Kemudian timbul pertanyaan, diskusi, debat, dalam koordinasi otak gua, kapan permainan itu pertama kali dipopulerkan? Darimana asal permainan itu? Siapa yang membuat tata cara permainan itu? Darimana idenya? Siapa yang mempopulerkan? Apa gua yang terlalu ke-desaan sehingga gua nggak tau asal muasal permainan itu. Apa itu asli dari Indonesia? Apabila iya, gua bakal bangga, dan kenapa nggak untuk mengadakan olimpiade permainan itu, seru, menantang, menegangkan, menguji adrenalin, ramai, dan asik. Gua sendiri termasuk pemain permainan itu, gua sering memainkan itu dikala waktu bosan sedang mendengarkan/menunggu/metidakngapangapain. Walaupun gua belum pernah masuk dalam timnas permainan itu.

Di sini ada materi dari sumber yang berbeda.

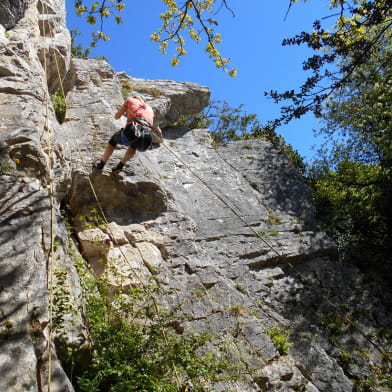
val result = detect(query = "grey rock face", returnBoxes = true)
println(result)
[0,0,28,29]
[0,0,392,392]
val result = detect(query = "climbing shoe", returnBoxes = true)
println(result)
[112,162,124,174]
[93,161,106,170]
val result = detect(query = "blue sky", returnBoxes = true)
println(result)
[66,0,330,159]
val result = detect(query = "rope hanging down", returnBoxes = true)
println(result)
[39,17,391,392]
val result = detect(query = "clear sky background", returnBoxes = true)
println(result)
[66,0,333,159]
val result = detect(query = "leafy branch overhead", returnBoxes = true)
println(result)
[74,0,237,76]
[265,0,392,125]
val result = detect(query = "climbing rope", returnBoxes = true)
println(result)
[39,17,391,392]
[40,9,182,392]
[162,139,392,362]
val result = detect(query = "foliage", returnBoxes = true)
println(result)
[265,0,392,126]
[72,253,238,392]
[173,101,305,173]
[319,25,392,169]
[51,90,68,124]
[74,0,237,76]
[307,25,392,273]
[307,160,391,270]
[265,325,291,355]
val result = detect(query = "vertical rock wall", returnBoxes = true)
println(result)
[0,0,391,392]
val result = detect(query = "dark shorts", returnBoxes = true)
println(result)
[109,124,152,152]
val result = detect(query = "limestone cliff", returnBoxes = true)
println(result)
[0,0,392,392]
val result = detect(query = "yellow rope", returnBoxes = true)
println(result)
[43,4,55,392]
[39,14,391,392]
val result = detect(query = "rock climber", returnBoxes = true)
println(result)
[94,93,154,173]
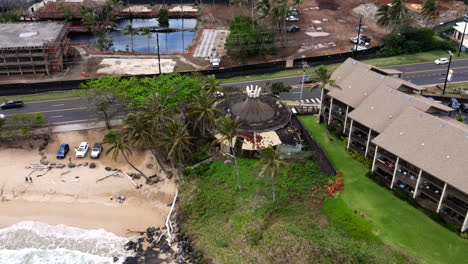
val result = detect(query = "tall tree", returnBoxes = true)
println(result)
[260,146,286,202]
[256,0,271,19]
[389,0,408,24]
[141,28,153,52]
[376,5,392,28]
[216,116,242,191]
[162,120,192,180]
[124,24,138,52]
[310,65,337,114]
[422,0,440,25]
[188,91,222,136]
[103,130,149,182]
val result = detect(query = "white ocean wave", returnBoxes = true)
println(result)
[0,248,114,264]
[0,221,134,264]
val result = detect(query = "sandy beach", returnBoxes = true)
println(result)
[0,129,176,237]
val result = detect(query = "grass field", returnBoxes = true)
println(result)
[300,116,468,264]
[180,159,411,264]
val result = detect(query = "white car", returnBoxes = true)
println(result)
[75,142,89,158]
[434,58,449,65]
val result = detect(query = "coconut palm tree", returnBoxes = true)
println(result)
[162,120,192,181]
[376,5,392,28]
[216,116,242,191]
[188,91,222,136]
[389,0,408,24]
[141,28,153,52]
[103,129,149,182]
[310,65,338,115]
[124,24,138,52]
[202,76,221,95]
[422,0,440,25]
[260,146,286,202]
[255,0,271,19]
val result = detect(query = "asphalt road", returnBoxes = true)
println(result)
[0,59,468,125]
[385,57,468,85]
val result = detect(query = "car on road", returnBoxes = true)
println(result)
[90,142,102,159]
[434,58,449,65]
[460,103,468,113]
[449,98,460,110]
[75,142,89,158]
[56,144,70,159]
[0,101,24,109]
[286,25,301,32]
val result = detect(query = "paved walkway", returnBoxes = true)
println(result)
[193,29,229,58]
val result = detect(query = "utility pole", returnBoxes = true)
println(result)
[354,16,362,58]
[457,15,468,57]
[442,50,453,95]
[156,32,162,75]
[299,59,306,111]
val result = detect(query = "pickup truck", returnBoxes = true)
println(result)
[0,101,24,109]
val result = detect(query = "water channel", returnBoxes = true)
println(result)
[68,18,197,53]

Permainan itu? 6 kosa kata, kata ayah gua, yang namanya nama panggilan itu, tidak afdol jika lebih dari 3 kosa kata. Apapun itu pendapatnya, apapun tanggapan yang datang atas ke-sok-tau-an gua ini, gua sebut permainan itu sebagai TAK JEMPOL

Gapura Manusia 'Heng'

Gapura, pintu masuk, yang keliatan pertama, hiasan, anggap ini sebagai introduksi, sinopsis, ada apa dengan Manusia 'Heng', ada apa dengan sekeliling gua, dan ada apa dengan gua yang menulis blog ini. Gua Fendi, cuman panggilan itu yang sering lalu lalang di kuping selama 16 tahun 6 bulan gua hidup.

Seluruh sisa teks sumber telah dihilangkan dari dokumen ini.